From the counter on the backend there are only entries in the nginx access-log

To write to Amazon Redshift, the data is converted to a CSV-like form, sent to Amazon S3 , and, if desired, broken up into several parts for fast download. Parsing the log is done by a simple script that selects the necessary data in one pass (see above) and makes simple transformations, such as translating the User-Agent into a Browser / OS pair.

 77.0.155.47|2014-03-31 13:00:02|1|   ,  ,  ,  , , , ,  - Sports.ru|9cfacf46947ecc9a|8582d0d1-0b34-4208-b154-413de9cd40ee|JdHxFVM2AIp2Rdr1C6q0Ag|2014-03-29 14:42:47|7|0|||1970-01-01 04:00:00|2014-03-31 02:32:58|1970-01-01 04:00:00|||||13|1|54|0|0|RU|Grozny|Chrome|33.0.1750|Windows||Other|/football/|/football/ 233.91.249.44|2014-03-31 13:00:02|1| : «      » -   - Sports.ru|a3e990633872eb74||JcHxFVKB2Z0nhRhOJHMEAg|2014-03-17 07:55:17|12|0|||2014-03-31 13:01:22|2014-03-31 11:08:01|1970-01-01 04:00:00|hideme.ru/||||13|1|52|2|159076870|RO|Bucharest|Firefox|27|Windows XP||Other|/others/figure-skating/159076870.html|/others/figure-skating/159076870.html|http://alu5.ojf6lnoa.owl.e/others/

The data prepared for uploading to Redshift looks like this.

Since each request from the counter contains a unique visitor ID and the time of the last visit to the site, there is no need to calculate user sessions at the data preparation stage.
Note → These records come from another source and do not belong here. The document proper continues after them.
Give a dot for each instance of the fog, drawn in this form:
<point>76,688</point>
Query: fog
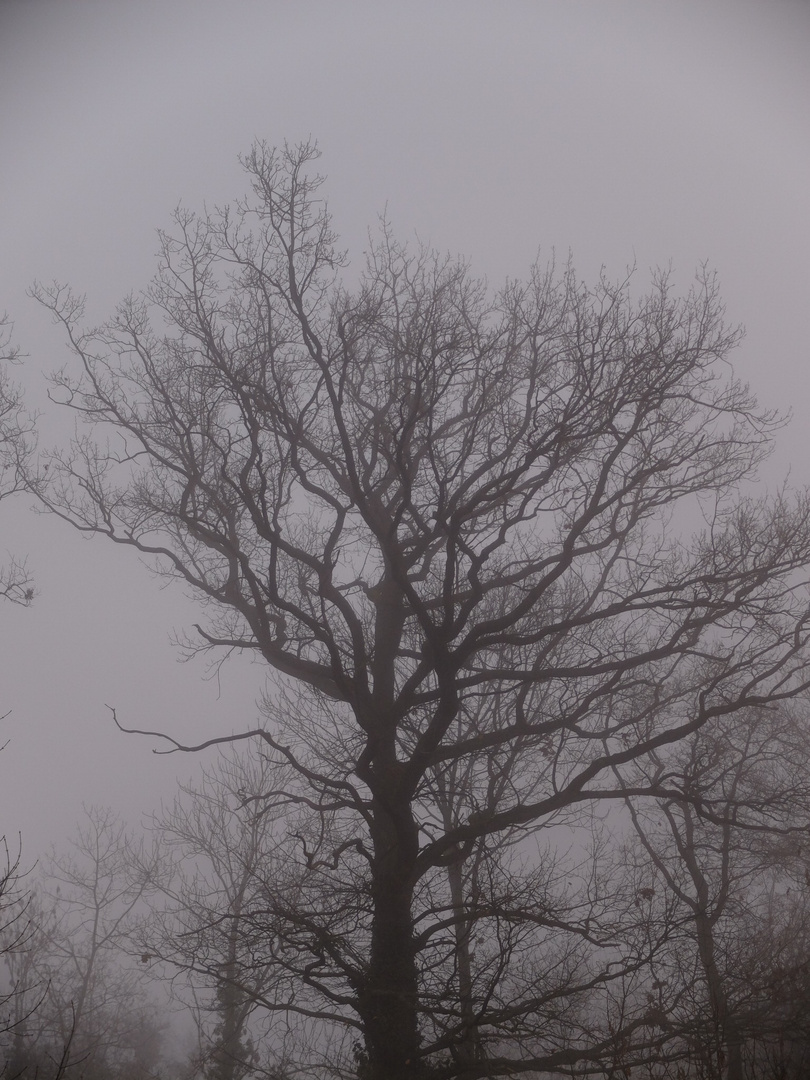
<point>631,133</point>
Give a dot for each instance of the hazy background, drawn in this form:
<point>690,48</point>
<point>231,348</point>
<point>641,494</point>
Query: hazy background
<point>625,131</point>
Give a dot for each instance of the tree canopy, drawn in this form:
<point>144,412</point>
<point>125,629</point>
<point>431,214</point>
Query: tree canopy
<point>495,549</point>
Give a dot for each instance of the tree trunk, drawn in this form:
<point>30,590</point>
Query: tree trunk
<point>388,1002</point>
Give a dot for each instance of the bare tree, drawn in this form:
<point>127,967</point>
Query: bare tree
<point>205,864</point>
<point>80,998</point>
<point>15,432</point>
<point>491,534</point>
<point>740,797</point>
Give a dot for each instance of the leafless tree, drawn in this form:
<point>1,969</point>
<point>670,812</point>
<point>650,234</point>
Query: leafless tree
<point>15,433</point>
<point>497,537</point>
<point>206,863</point>
<point>717,847</point>
<point>80,998</point>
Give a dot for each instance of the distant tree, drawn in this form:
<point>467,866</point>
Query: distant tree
<point>15,432</point>
<point>206,863</point>
<point>740,800</point>
<point>486,544</point>
<point>81,999</point>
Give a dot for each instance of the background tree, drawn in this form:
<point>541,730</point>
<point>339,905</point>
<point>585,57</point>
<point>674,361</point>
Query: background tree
<point>206,865</point>
<point>15,432</point>
<point>81,1001</point>
<point>458,527</point>
<point>740,798</point>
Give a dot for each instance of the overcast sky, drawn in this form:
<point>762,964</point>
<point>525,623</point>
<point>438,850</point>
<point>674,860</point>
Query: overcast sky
<point>640,132</point>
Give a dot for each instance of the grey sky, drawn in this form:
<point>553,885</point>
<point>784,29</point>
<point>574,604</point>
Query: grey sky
<point>624,130</point>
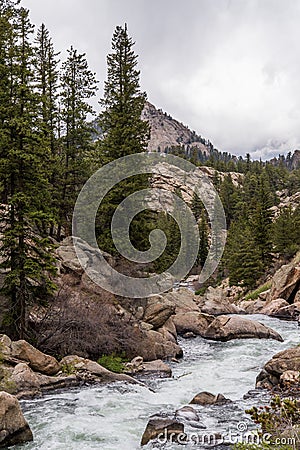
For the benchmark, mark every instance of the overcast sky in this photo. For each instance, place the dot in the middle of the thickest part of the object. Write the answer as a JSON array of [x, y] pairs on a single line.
[[229, 69]]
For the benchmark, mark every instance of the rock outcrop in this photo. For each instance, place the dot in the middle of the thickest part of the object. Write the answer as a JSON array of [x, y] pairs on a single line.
[[192, 322], [216, 302], [14, 429], [165, 430], [273, 370], [286, 282], [206, 399], [225, 328], [23, 370], [153, 368]]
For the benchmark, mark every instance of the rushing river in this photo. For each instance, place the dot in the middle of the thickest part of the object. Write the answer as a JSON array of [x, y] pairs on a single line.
[[114, 417]]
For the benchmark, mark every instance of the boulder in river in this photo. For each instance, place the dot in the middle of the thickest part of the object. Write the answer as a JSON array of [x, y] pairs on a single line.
[[271, 308], [192, 321], [14, 429], [189, 415], [152, 368], [37, 360], [215, 302], [206, 398], [91, 371], [286, 282], [225, 328], [158, 310], [287, 360], [165, 430]]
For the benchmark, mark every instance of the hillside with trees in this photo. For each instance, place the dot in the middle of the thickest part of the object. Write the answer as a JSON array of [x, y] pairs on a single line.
[[48, 151]]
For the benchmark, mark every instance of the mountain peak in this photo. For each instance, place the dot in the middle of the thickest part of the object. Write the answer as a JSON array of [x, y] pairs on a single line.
[[167, 133]]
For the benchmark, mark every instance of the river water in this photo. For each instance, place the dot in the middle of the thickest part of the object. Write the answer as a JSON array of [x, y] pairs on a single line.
[[113, 417]]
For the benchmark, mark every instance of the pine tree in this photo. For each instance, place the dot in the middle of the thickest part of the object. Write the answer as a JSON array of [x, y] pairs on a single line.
[[125, 133], [46, 85], [25, 254], [242, 258], [78, 86], [286, 232], [261, 220], [203, 235], [196, 206], [229, 198]]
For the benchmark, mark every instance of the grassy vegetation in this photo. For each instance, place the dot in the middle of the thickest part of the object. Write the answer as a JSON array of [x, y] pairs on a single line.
[[253, 295], [279, 425]]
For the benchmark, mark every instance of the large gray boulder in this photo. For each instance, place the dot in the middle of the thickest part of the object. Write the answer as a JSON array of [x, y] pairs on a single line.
[[287, 360], [192, 321], [158, 310], [206, 398], [271, 308], [37, 360], [164, 430], [225, 328], [215, 302], [14, 429], [286, 282]]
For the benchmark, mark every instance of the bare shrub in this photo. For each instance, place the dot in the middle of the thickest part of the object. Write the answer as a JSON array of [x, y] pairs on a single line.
[[86, 327]]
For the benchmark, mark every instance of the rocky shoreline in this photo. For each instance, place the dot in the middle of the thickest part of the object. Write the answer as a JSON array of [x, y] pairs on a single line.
[[27, 372]]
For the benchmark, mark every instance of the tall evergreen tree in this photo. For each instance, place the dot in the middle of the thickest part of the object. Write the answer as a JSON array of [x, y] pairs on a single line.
[[25, 254], [203, 235], [125, 133], [261, 220], [78, 86], [46, 84]]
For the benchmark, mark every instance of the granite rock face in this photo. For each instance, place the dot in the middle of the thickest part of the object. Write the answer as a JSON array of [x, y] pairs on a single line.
[[14, 429]]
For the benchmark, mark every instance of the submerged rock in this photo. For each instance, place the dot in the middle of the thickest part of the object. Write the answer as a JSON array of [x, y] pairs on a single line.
[[165, 430], [152, 368], [192, 322], [189, 415], [225, 328], [216, 302], [14, 429], [37, 360], [91, 371], [206, 398], [273, 370]]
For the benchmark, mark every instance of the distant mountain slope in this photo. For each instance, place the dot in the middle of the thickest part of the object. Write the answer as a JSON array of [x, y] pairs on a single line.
[[167, 132], [168, 135]]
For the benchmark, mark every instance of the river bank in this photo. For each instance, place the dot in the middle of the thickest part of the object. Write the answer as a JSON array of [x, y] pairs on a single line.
[[113, 417]]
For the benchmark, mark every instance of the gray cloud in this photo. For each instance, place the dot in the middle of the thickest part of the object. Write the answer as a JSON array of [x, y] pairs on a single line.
[[227, 68]]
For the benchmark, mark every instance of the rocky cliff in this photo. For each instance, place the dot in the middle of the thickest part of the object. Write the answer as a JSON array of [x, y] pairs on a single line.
[[167, 132]]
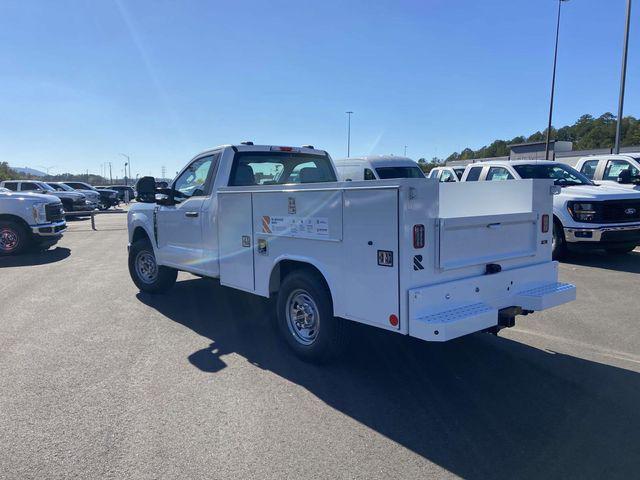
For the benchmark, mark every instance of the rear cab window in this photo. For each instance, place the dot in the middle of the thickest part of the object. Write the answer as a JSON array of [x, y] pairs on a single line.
[[474, 174], [280, 168], [399, 172]]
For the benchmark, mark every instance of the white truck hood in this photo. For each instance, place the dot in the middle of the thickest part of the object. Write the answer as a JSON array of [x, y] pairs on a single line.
[[597, 192], [29, 197]]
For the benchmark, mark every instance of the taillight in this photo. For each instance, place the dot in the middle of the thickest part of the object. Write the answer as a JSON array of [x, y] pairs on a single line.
[[418, 236], [545, 223]]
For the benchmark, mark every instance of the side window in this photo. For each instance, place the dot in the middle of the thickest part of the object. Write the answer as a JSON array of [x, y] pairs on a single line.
[[194, 181], [499, 173], [588, 168], [614, 167], [447, 176], [474, 174]]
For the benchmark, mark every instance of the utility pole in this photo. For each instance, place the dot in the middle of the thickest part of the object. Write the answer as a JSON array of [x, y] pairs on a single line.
[[623, 77], [553, 81], [349, 133]]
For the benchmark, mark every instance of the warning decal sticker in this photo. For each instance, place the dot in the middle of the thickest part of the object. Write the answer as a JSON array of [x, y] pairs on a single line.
[[294, 226]]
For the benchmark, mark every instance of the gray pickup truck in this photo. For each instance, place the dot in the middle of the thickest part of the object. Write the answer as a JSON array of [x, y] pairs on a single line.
[[29, 221]]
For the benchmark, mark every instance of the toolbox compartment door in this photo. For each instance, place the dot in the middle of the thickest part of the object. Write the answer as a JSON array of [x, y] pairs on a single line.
[[478, 240]]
Moreover, data about page views from the same session can be recorded on different counter servers, therefore hits in the session are glued together already inside Redshift. Thus, we collect basic metrics like volume of impressions (inventory) or the number of unique users (audience) for any sections: site section, source, browser, etc. in our storage.

timestamp	uid	url	visits_count	new_visitor	last_visit_ts
3/25/2014 17:42:00	108e36856acb1384	/	0	one	Null
3/25/2014 17:43	108e36856acb1385	/ football /	0	one	Null
3/25/2014 23:42:00	108e36856acb1384	/ cska /	one	0	3/25/2014 17:42:00

Raw data (clickstream) is added to Redshift into similar structures.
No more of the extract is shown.